Spatial VDJ, Spatial Transcriptomics, Spatially Resolved Transcriptomics, TCR, BCR, long-read sequencing

Abstract text

We developed Spatial Transcriptomics of VDJ sequences (Spatial VDJ), a method that detects and reveals the location of T and B cell clones in human tissue.

Spatially resolved transcriptomics has provided valuable insights into the gene expression dynamics of tissues, but current methods are typically restricted to detecting a predefined set of targets or sequencing a limited fraction of each transcript. The most widely adopted method is the Visium platform, based on transcriptome capture in thousands of 55µm-sized subareas (spots) of a tissue section. Although the Visium approach is unbiased in the sense that it can capture all polyadenylated RNAs, the downstream library preparation does not allow for the full-length transcript characterization essential for immune repertoire profiling.

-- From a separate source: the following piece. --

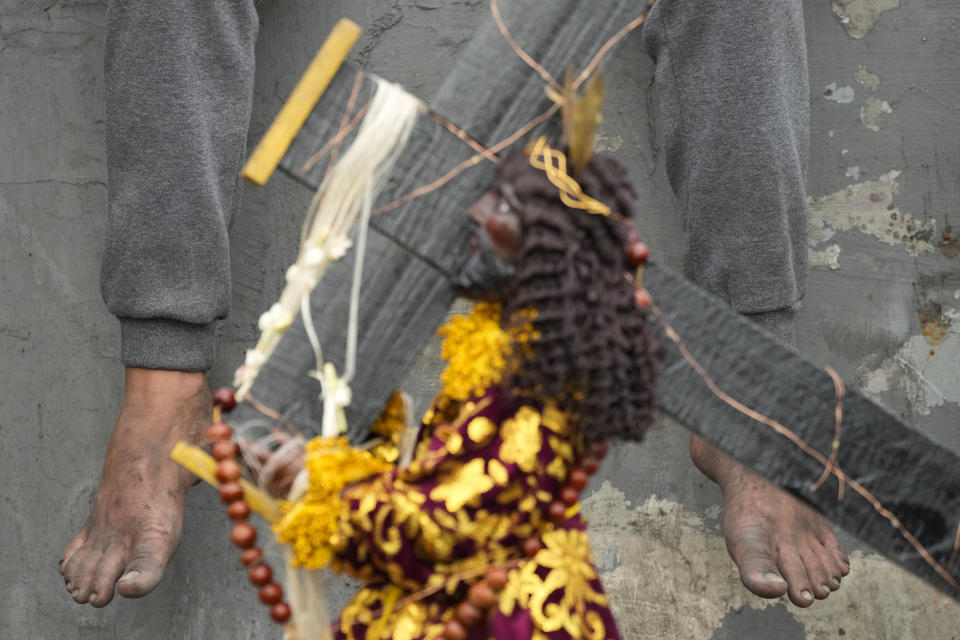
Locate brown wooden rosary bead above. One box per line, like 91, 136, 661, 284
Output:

T and B cell receptors can be produced in a myriad of combinations to specifically recognize and bind different types of antigens. Each naïve T and B cell expresses a unique receptor that is clonally inherited by its progeny, i.e. a clone. Sequencing antigen receptor transcripts can define clonality, but the most variable part of these transcripts, the CDR3 region, is lost in the standard short-read setup.

With Spatial VDJ, we generate spatially barcoded cDNA using the Visium platform. We then select T and B cell receptor transcripts using hybridization capture and perform long-read sequencing on the enriched material. Alongside, we generate a standard full gene expression sequencing library with short-read sequencing from the same tissue section to link clonal information to the transcriptional landscape.

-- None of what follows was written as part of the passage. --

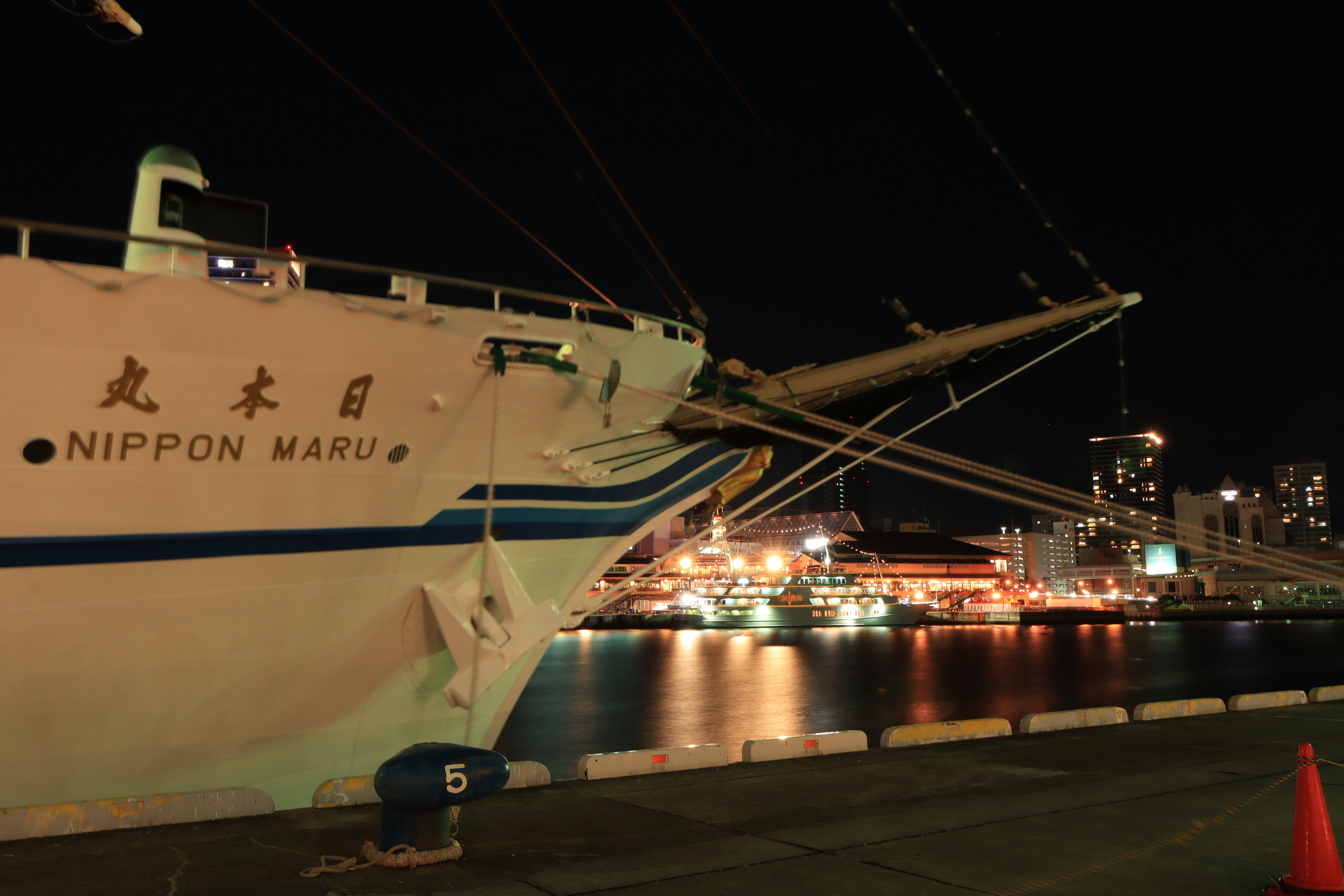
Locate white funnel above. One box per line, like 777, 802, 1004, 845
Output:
122, 146, 210, 277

Spatial VDJ captures thousands of unique T and B cell clones in human tonsil tissue with distributions matching T, B, and plasma cell markers, and uncovers B cell lineage trajectories in spatial context. Expanded clones are reproducibly detected across serial tissue sections, and their clonal sequences are confirmed by orthogonal methods. 

Spatial VDJ identifies B cell clones in breast cancer tissue that co-localize with different tumor-associates programs.

Taken together, Spatial VDJ captures lymphocyte spatial clonal architecture across tissues, which could have important therapeutic implications.